Prior to attending college in 2007 I dreamed of being an architect. While exploring the scenery I couldn’t help but see buildings as a piece of mankind that helped define how we interact. Thing is I didn’t know until now that “helping define how we interact” is the underlying love I have for what I want to do in my lifetime.
In college, I would make many mistakes that included: breaking up with a girl I truly loved, not fulfilling my promises in my fraternity, not being responsible for my high spending, and not being able to build something. I have all these ideas, which is what later made me believe that writing is a desire of mine, but I needed to build something that I could be proud of and show others.
Rather than just building something to show others I focused too hard on changing the world and when I would reach the point where I didn’t think I could change the world the project would die. This would happen for three years while at Iowa State.

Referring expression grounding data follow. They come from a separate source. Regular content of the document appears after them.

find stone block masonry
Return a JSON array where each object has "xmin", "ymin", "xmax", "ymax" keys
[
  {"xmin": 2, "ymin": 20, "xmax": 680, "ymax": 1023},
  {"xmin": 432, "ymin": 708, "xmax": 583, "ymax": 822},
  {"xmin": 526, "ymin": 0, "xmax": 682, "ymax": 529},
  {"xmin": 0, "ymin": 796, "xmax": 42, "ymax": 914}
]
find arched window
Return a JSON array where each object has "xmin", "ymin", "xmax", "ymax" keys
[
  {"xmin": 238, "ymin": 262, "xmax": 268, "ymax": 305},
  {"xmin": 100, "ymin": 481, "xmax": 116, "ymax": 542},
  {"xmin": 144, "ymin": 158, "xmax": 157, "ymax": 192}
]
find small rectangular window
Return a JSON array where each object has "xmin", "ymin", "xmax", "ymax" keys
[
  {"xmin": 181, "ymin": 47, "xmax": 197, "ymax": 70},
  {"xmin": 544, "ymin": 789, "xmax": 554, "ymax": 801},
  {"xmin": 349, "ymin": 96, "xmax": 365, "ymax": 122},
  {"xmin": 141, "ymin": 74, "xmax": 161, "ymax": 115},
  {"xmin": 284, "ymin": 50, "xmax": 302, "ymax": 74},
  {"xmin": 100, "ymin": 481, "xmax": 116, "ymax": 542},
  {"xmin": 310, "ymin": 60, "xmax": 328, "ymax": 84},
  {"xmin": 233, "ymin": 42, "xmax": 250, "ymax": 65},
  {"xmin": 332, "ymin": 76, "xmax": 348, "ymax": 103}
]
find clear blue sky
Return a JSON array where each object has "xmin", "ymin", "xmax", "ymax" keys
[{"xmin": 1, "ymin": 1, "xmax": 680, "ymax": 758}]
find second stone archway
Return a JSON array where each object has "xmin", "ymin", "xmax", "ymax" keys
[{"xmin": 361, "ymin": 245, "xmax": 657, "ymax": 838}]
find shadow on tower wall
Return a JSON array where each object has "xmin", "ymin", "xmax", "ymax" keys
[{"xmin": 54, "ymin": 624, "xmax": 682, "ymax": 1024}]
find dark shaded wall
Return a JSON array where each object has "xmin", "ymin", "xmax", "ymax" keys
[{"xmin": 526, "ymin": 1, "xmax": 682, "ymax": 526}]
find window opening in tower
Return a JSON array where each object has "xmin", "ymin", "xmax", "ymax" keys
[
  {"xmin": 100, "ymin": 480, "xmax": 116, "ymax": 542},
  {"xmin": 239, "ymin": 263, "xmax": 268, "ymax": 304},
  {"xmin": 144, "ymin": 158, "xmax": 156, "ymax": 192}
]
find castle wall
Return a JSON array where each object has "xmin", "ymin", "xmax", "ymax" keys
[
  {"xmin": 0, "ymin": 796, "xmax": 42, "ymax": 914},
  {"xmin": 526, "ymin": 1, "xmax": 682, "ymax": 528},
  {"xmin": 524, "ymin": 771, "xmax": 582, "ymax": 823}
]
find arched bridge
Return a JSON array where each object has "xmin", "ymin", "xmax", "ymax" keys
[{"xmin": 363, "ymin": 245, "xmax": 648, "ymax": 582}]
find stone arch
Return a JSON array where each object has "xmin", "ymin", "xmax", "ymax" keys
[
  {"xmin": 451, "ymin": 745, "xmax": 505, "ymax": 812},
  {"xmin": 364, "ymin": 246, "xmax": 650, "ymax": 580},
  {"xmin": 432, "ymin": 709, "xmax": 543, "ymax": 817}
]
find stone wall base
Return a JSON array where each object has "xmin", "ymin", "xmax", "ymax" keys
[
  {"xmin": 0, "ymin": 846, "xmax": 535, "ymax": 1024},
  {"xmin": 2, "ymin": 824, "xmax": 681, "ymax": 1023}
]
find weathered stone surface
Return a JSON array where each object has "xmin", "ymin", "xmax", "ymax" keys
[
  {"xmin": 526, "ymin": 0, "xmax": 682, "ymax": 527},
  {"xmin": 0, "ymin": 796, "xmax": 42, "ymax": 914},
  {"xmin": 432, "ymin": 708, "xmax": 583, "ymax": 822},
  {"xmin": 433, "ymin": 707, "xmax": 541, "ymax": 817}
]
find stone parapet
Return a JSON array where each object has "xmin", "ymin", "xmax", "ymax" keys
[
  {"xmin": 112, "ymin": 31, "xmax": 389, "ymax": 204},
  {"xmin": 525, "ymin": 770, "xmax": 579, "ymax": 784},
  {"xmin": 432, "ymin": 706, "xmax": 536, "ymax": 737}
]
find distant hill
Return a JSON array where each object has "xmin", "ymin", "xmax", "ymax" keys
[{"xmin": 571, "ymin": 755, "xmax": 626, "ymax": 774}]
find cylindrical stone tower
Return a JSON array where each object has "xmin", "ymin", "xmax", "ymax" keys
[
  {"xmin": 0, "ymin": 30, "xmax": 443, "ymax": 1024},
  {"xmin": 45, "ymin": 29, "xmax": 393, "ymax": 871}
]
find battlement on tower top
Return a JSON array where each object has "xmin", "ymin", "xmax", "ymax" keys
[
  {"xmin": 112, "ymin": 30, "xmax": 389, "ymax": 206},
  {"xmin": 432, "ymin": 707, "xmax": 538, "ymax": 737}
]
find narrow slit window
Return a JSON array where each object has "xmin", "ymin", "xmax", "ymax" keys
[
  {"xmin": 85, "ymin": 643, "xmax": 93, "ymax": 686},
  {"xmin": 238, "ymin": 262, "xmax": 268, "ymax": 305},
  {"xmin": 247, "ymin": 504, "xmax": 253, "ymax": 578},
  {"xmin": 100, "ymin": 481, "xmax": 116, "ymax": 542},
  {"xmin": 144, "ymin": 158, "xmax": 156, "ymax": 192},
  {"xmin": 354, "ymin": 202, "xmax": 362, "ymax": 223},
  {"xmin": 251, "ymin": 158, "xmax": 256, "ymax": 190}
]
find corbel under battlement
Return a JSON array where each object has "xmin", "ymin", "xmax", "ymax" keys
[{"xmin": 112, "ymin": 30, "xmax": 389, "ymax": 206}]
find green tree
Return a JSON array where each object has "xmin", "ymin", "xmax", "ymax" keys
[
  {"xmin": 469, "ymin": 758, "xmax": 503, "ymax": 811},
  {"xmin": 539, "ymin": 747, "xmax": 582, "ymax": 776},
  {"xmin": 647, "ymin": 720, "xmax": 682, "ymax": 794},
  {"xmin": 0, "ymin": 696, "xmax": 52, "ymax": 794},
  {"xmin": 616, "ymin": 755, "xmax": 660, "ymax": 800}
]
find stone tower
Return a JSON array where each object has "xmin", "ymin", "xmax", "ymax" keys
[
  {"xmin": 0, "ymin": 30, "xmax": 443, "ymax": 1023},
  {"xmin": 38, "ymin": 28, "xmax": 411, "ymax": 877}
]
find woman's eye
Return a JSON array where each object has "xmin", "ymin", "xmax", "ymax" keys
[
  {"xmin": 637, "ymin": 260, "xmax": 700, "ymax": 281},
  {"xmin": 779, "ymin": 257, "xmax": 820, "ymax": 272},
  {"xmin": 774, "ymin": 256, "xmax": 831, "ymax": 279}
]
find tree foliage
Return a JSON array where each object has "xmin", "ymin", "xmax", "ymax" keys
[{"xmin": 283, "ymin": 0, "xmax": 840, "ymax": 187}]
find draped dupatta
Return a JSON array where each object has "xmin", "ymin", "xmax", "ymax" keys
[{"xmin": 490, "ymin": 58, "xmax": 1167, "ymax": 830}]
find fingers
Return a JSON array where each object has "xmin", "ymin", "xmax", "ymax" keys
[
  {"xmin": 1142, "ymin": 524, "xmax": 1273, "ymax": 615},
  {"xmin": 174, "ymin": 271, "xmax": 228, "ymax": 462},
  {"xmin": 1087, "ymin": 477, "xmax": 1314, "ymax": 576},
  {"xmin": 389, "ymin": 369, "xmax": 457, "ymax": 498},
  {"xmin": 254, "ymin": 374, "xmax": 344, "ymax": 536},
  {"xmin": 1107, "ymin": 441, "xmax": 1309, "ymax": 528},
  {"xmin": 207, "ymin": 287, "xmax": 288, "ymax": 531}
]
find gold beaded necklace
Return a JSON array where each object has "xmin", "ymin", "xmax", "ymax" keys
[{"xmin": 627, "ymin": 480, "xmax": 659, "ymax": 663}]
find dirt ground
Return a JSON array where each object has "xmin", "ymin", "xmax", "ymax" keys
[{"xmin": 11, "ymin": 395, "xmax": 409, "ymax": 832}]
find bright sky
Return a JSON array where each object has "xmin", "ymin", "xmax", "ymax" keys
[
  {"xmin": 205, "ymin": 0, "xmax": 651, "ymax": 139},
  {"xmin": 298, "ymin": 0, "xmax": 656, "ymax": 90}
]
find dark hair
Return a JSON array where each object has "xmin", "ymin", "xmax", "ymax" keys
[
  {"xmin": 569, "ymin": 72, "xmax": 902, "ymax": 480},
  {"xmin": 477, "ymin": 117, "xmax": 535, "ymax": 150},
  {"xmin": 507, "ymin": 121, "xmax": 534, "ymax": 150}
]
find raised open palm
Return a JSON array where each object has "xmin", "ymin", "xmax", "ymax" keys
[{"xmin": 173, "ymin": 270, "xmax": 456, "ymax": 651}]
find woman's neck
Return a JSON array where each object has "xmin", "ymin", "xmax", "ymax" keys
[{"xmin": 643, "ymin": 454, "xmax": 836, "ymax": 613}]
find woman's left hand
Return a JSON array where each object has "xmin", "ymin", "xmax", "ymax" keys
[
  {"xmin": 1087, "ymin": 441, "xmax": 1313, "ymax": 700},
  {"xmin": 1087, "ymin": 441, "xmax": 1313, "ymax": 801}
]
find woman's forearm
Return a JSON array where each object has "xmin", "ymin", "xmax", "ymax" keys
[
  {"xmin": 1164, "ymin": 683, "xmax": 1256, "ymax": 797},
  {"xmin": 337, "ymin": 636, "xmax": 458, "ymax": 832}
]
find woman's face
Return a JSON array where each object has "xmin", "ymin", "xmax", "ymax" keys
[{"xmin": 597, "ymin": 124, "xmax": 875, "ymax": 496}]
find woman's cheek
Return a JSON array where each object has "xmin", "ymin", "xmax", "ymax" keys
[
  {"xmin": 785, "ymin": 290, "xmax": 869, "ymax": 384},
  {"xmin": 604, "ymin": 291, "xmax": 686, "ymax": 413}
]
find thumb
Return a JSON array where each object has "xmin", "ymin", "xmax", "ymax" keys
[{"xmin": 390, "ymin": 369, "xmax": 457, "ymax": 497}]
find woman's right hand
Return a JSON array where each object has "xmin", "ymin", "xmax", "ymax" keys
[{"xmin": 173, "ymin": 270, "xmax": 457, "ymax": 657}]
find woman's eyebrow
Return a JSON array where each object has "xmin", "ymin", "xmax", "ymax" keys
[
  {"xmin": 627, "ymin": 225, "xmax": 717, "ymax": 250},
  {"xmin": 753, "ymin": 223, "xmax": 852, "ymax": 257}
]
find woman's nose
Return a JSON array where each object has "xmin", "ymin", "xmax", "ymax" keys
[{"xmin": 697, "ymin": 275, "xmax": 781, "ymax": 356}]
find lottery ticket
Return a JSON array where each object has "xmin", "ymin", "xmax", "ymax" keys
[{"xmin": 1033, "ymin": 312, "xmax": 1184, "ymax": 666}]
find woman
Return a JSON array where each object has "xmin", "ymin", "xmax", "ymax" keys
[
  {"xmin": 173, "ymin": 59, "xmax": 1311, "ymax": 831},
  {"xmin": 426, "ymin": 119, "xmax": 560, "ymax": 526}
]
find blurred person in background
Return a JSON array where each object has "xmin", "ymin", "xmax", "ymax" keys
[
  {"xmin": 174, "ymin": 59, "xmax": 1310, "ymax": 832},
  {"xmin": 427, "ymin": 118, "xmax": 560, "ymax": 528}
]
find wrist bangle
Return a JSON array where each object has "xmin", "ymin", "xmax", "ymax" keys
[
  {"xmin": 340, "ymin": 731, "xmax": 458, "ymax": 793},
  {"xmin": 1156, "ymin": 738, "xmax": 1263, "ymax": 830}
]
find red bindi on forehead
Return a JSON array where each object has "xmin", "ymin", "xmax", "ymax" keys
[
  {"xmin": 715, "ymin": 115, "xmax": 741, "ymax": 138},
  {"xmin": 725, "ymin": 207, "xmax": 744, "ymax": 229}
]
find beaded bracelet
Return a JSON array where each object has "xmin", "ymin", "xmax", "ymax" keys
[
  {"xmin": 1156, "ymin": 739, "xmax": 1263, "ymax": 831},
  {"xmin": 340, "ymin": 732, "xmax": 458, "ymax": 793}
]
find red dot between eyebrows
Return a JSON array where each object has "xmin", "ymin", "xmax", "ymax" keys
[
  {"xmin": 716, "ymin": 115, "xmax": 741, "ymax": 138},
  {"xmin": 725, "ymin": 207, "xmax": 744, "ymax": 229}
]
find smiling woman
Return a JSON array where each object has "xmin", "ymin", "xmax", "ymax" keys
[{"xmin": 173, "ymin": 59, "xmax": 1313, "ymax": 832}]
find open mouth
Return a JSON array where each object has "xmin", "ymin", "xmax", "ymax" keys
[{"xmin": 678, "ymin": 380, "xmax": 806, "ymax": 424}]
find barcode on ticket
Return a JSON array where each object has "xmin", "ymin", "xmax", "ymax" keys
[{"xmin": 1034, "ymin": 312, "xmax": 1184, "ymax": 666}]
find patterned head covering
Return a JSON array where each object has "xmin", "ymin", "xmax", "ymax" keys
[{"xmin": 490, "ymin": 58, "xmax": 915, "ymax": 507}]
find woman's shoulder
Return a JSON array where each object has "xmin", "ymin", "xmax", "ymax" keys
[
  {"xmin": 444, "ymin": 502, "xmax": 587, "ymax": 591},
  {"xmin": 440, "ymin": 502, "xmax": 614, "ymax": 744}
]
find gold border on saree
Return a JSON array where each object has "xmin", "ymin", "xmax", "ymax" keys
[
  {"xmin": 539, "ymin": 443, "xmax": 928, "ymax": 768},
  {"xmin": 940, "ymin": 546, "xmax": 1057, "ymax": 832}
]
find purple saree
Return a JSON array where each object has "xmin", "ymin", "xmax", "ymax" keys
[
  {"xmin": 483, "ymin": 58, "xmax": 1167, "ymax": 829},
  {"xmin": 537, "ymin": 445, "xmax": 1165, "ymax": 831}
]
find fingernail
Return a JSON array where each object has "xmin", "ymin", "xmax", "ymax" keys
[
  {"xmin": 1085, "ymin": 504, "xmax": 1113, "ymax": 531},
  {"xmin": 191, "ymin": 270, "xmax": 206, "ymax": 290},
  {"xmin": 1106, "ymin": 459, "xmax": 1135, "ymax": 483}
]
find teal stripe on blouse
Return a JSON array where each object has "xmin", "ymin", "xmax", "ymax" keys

Truth is I didn’t know who I wanted to be while figuring out what I wanted to do. Many nights I cried to sleep. Many mornings I cried in the shower. I was stressed. I was lost. I needed clarity and motivation. As I write this I can tell you this much…
I make mistakes. I know why they’ve occurred. I seek to better from them. I laugh at almost anything. Movie references aren’t my thing. I don’t hide my emotion. I rather stay up than sleep. I can be very blunt. I’m not good with numbers. I like my independence but also seek to please others. I have a hard time saying no. I’ve learned to say “no” and be what some would see as an ass.
I could talk more and do enjoy a good coffee talk. Point is that I am who I am and if I’m willing to be honest with myself I can stop figuring out who I am. Just take each day as it comes, live it, and learn from it to embrace a better tomorrow.
This might be wisdom. This might be a self-reflection. This even might be a pep-talk. All I know is the phrase “do what you love” means a lot to me and I’m pushing myself to finally do that. I know who I am and I know what I want to do. Just have to work now and build it out.
I love what I’m doing with Resimplify. What are you doing?